Richie smiled and replied, "Sure thing, sweetheart." He set the tray on the coffee table but Mary ignored it and reached up to pull Richie onto the couch.

"More read!" she demanded, waving the book. Richie settled in and turned a page.

"Bad, bad mouse!" shouted Mary, picking up where they'd left the story.

"Yes, but look! Here comes the King of the toy soldiers. He will fight the bad, bad mouse!" Mary pointed to the Soldier King, who was engaged in a sword fight with the Evil Mouse King.

"Unka Dunky!" she shrieked. Richie was flabbergasted. How would Mary have come to associate Duncan with swords?

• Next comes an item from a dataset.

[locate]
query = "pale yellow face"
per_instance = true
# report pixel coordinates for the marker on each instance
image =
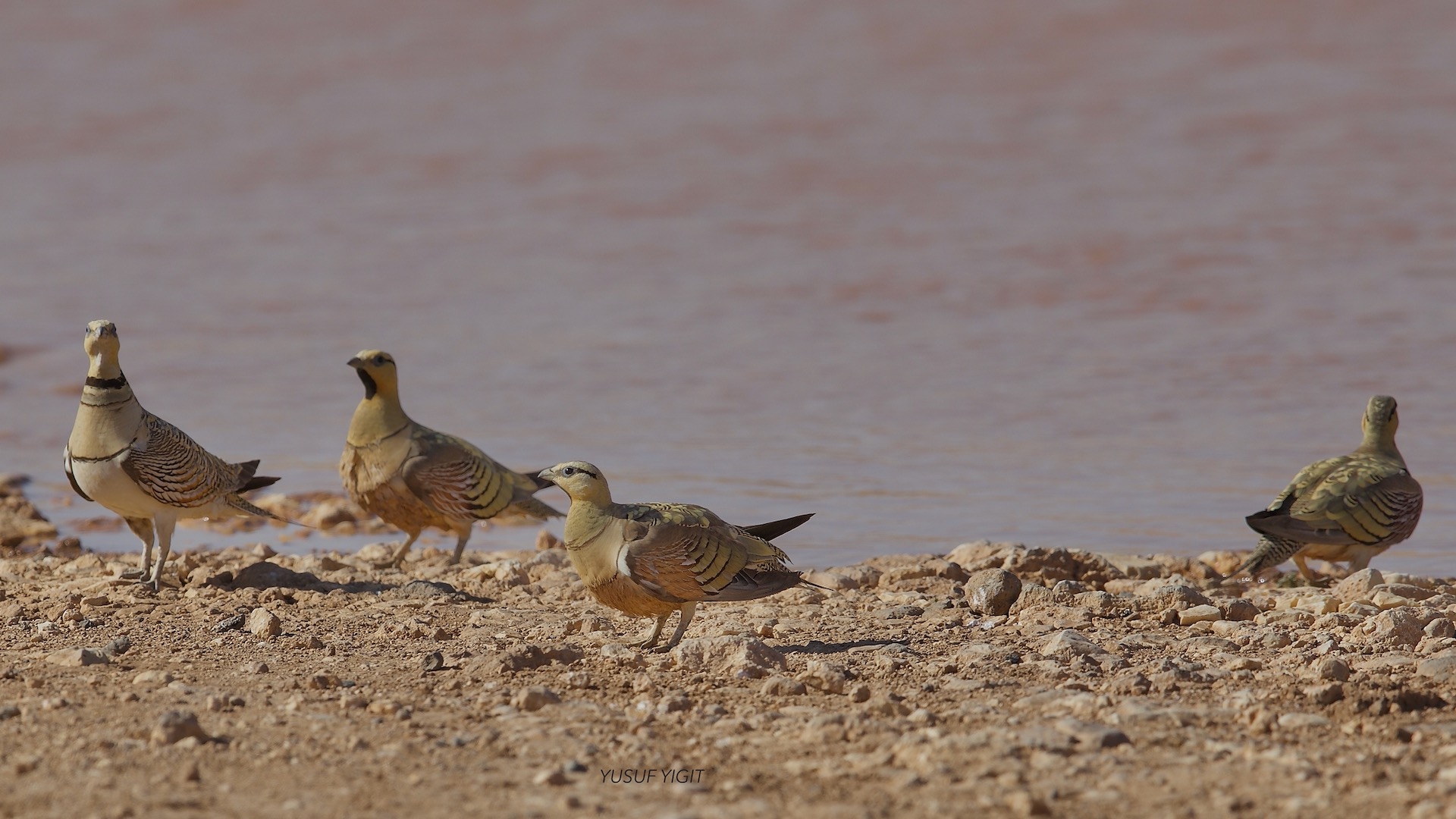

He would have to ask Mac about this. Mary frowned and crawled into his lap, pressing herself into his chest.

"Bad man, bad mouse. Mary bye-bye?" she asked querulously.

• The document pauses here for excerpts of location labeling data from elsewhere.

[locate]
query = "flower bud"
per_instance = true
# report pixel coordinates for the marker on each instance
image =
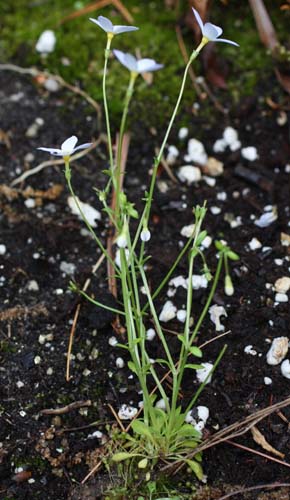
(229, 288)
(145, 234)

"No, no honey," Richie soothed, "Uncle Duncan and Uncle Richie would never let that happen." He realized that Mary's gaze was locked on the picture of Clara hiding terrified in a corner, and quickly turned the page.

"The bad, bad mouse gave Uncle Duncan a boo-boo, and he fell down," Richie improvised. Mary's eyes formed perfect circles in her tiny face. "But wait! Smart, smart Mary is going to save Uncle Duncan! See--she's taken off her shoe, and what does she do with it?"

Mary quickly turned the page and exclaimed "Throw shoe!"

"Yes! See? Mary gave the bad mouse a boo-boo and Uncle Duncan got up and. . ." Here Richie paused; the concept of killing seemed too harsh to introduce to a two-year-old. ". . . And he made the Mouse King go in time out and say he was sorry!" Richie finished triumphantly. Mary clapped her hands in delight and seemed to notice the tray on the table for the first time. Moments later Richie's hands were full trying to keep cracker crumbs and pieces of banana from becoming one with the rug.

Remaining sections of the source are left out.